“Wonderful how attractive rudeness is,” Sylvia commented.

“Oh, do let’s go. Look, she lives in Half Moon Street,” Lily said.

“And a damned good address for the demi-monde,” Sylvia added.

However, the tea-party was definitely a success, and for the rest of the summer Sylvia and Lily spent a lot of time on the river with what Sylvia called the semicircle of intimate friends they had brought away from Half Moon Street. She grew very fond of Olive Fanshawe and warned her against her romantic adoration of Dorothy.

“But you’re just as romantic over Lily,” Olive argued.

“Not a single illusion left, my dear,” Sylvia assured her. “Besides, I should never compare Lily with Dorothy. Dorothy is more beautiful, more ambitious, more mercenary. She’ll probably marry a lord. She’s acquired the art of getting a lot for nothing to a perfection that could only be matched by a politician or a girl with the same brown eyes in the same glory of light-brown hair. And when it suits her she’ll go back on her word just as gracefully, and sell her best friend as readily as a politician will sell his country.”

“You’re very down on politicians. I think there’s something so romantic about them,” Olive declared. “Young politicians, of course.”

“My dear, you’d think a Bradshaw romantic.”

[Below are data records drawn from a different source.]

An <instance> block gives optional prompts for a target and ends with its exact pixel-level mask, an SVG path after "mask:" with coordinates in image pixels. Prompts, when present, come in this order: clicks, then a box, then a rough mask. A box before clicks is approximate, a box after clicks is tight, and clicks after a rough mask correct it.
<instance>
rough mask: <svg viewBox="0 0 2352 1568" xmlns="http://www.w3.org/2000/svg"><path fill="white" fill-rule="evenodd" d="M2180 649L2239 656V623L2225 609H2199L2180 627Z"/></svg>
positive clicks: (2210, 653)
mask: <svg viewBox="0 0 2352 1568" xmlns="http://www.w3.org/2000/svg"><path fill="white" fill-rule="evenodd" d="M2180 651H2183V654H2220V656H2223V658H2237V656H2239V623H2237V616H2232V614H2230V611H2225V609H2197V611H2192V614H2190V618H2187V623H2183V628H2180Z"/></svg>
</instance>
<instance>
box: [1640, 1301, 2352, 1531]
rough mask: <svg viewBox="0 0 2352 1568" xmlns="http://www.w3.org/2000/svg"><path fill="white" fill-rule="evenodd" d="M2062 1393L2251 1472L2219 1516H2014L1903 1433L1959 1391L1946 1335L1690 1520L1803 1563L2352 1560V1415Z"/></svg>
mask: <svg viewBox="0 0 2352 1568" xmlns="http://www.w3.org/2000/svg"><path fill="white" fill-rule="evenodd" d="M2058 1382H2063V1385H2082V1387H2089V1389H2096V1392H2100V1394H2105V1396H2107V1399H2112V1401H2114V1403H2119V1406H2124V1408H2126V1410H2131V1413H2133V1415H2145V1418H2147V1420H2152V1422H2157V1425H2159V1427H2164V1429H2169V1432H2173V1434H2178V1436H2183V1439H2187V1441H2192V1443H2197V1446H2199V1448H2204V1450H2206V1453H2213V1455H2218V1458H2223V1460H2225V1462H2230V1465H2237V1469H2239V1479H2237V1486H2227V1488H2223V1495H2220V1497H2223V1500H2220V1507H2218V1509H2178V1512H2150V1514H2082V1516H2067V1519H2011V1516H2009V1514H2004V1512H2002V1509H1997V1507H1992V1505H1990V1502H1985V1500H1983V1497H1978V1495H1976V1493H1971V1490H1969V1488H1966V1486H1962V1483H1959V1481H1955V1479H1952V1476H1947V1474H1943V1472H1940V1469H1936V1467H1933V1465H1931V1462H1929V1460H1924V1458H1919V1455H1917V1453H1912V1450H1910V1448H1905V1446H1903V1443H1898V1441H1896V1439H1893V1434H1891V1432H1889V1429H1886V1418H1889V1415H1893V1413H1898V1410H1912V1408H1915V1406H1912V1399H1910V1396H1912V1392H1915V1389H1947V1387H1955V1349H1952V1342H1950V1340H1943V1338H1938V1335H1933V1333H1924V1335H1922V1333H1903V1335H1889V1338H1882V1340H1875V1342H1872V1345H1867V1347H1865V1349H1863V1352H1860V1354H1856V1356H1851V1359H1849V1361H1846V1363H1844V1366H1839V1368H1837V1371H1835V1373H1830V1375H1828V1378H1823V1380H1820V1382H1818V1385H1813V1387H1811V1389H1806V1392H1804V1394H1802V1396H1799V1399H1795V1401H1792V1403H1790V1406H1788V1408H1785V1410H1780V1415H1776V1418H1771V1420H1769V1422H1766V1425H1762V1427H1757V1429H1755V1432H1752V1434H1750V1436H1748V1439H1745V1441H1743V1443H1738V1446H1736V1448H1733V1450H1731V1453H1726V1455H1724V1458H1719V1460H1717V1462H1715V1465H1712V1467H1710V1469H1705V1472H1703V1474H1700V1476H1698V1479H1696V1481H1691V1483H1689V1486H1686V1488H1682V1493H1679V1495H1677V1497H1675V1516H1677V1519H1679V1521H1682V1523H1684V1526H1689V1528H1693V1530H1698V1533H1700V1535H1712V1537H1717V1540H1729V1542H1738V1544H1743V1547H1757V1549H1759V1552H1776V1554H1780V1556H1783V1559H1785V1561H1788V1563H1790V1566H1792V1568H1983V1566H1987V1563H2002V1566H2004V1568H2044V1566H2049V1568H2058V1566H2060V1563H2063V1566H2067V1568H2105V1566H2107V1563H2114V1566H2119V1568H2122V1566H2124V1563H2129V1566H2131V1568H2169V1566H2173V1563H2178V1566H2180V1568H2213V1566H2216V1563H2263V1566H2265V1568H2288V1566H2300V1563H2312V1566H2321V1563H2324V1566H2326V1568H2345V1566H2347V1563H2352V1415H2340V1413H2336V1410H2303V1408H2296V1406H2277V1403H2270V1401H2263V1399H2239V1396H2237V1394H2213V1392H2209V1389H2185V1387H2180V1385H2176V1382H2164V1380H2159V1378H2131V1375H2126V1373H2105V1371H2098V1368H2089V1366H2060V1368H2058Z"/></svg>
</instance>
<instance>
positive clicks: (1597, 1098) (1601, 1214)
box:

“It is sometimes,” said Olive.

“Well, I know two young politicians,” Sylvia continued. “A Liberal and a Conservative. They both spend their whole time in hoping I sha’n’t suggest walking down Bond Street with them, the Liberal because I may see a frock and the Conservative because he may meet a friend. They both make love to me as if they were addressing their future constituents, with a mixture of flattery, condescension, and best clothes; but they reserve all their affection for the constituency. As I tell them, if they’d fondle the constituency and nurse me, I should endure their company more easily. Unhappily, they both think I’m intelligent, and a man who admires a woman’s intelligence is like a woman who admires her friend’s looking-glass—each one is granting an audience to himself.”